Reflections from the Decolonial Transformation Workshop at the University of Sussex
It's one week since the Decolonial Transformation Workshop finished at the University of Sussex. It was a beautiful, inspiring, intense, thought provoking, emotional space. First and foremost it was an unapologetically black space. A space for people of colour to share their experiences. As white participants we were welcome but it was clear that in that space we were visitors / observers. And it was absolutely fine. I was grateful to be allowed in, to be given the opportunity to listen and learn.
There were two main questions that came up for me from the workshop. The first one is : How do you unlearn something you don't know you have? And the second one is about complicity and culpability. Why is it that the closer racism comes to home the more difficult it is to address?

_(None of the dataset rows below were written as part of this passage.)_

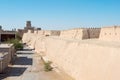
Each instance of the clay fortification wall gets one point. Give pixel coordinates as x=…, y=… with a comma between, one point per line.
x=81, y=59
x=110, y=33
x=81, y=33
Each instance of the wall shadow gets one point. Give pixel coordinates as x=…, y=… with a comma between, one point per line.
x=23, y=61
x=12, y=72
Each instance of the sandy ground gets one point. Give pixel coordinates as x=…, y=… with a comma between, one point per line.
x=29, y=66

To make it more clear, I need to tell some stories. On one of the workshop days I was introduced to a woman of colour. She had beautiful grey dreadlocks, I thought she looked just like Toni Morrison. But when she spoke to me, her English revealed a strong German accent. I experienced such a strong response to this, in mind it just didn't fit. And I kept talking about this woman after we left the conference, mentioning her German accent to my friend, who looked at me and responded, but you have a strong German accent as well when you speak English. And what did I say? But I am not Black... I am not Black.... My friend just looked at me in complete shock and said: You know how racist that is?

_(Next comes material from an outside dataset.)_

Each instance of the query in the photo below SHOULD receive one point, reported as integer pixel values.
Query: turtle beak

The conversation moved on from there, but stayed with me. I kept coming back to this moment, wondering what on earth made me say that. Recognising that this is exactly what Afro-Germans keep fighting with, the belief that only White people can ever be fully German. I had just read a number of books of narratives of Afro-German women unpacking exactly these kind of experiences. How could I - after all these years of dialogue work, after reading all these books - still come up with such a statement? Where did that suddenly come from? Had you asked me whether I believe that people of colour could be German, I would have said, sure they can.... and still deep down, after digging through layers of layers of my whiteness, my white privilege, white supremacy, I can still say something like that. How do you unlearn something that is sitting so deep in you, you don't even know you have it ? (I dread starting to dig into the roots of this belief - assuming it must come from Nazi Germany and its ideas around a 'pure race'). In that moment it finally sunk in what one of the facilitators at the workshop had said, that the structure is in the person, in ourselves. And to fight the structure we have to change ourselves first. And I also started understanding why my friends of colour say that whites can never be trusted, no matter how 'woke' or how much they see themselves as allies.

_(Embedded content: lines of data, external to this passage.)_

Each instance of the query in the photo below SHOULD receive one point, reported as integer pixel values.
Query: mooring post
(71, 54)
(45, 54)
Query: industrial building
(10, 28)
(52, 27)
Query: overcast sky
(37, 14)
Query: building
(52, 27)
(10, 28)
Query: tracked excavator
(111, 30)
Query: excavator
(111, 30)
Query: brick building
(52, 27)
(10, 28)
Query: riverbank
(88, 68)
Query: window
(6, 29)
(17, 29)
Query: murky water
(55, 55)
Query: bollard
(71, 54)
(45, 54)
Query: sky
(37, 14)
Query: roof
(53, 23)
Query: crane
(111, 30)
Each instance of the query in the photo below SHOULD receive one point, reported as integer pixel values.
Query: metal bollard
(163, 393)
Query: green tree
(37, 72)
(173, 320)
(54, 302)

And this brings me to the second insight I got last week. This is something I have been thinking of for a while. One of the most consistent feedback I get from my partner, is that my anti-racist work does not translate into our relationship. He has been complaining for a while that he feels I do not support him, do not stand up for him when it comes to racist incidents. Many of these relate to the school our children go to. I had listened to his complaints but again it hadn't really sunk in. Until very recently when we revisited two incidents that have happened a while ago. First - the incident at the 12 Apostels, which my friend describes in her blog. In short a black friend of ours booked a table, turned up with her black family and was told there was no reservation. She then asked a white friend of ours to call and try and book a table and that friend was given a table immediately. When our black friend consequently approached management to complain, she was told off by the manager, given some lame excuses around busy times and mix-ups. However, when the white friend called to complain in her place, she was given an apology. When this incident happened I was furious, outraged and saw that this was completely wrong. Fast forward a year or two and we are at our children's school, in a meeting with management and teachers, about an incident my son was involved in at a class camp. Without going into too much detail, one of the teacher showed such extreme aggressive reactions towards my husband at the meeting, it had to be stopped. The consensus among teachers and parents involved was that these strong emotional reactions were racially triggered. My husband was furious and warned me that we would never set food at the school again. I went to the principal to ask for an apology - which I got: an e-mail sent to me, with a request to forward to my husband. Sounds familiar? Yes, the apology was again given to the white person, a bystander, not the offended person of colour. But this time did I see it that way? No, I found 102 excuses why that was ok. I did not see the disrespect when it affected my partner. One could argue that there might have been no intention to offend - but it was read that way. And that should have been the element that should have counted for me. How the action was received. And this is not the only example I reacted this way.
Paolo Freire says: Trust is contingent on the evidence which one party provides the others of his true, concrete intentions; it cannot exist if that party's words do not coincide with their actions. To say one thing and do another - to take one's word lightly - cannot inspire trust.
It clearly is easier to see racism when it is not that close to home - when it does not affect me intimately. Does not affect my life. Does not force me to take decisions I do not want to take (like moving your brown children to a different, more woke school). If this is the case, can I ever be trusted as an ally in anti-racism work? Would I stand up for my colleagues if it affected me personally as well? I guess this goes back to a blog post I wrote a few weeks ago, about having to decide whether it is still ok to move between different worlds, or whether I need to pick sides. Commit to this work fully. With my whole being. Not when and where it suits me. And how do I even start apologising to my partner?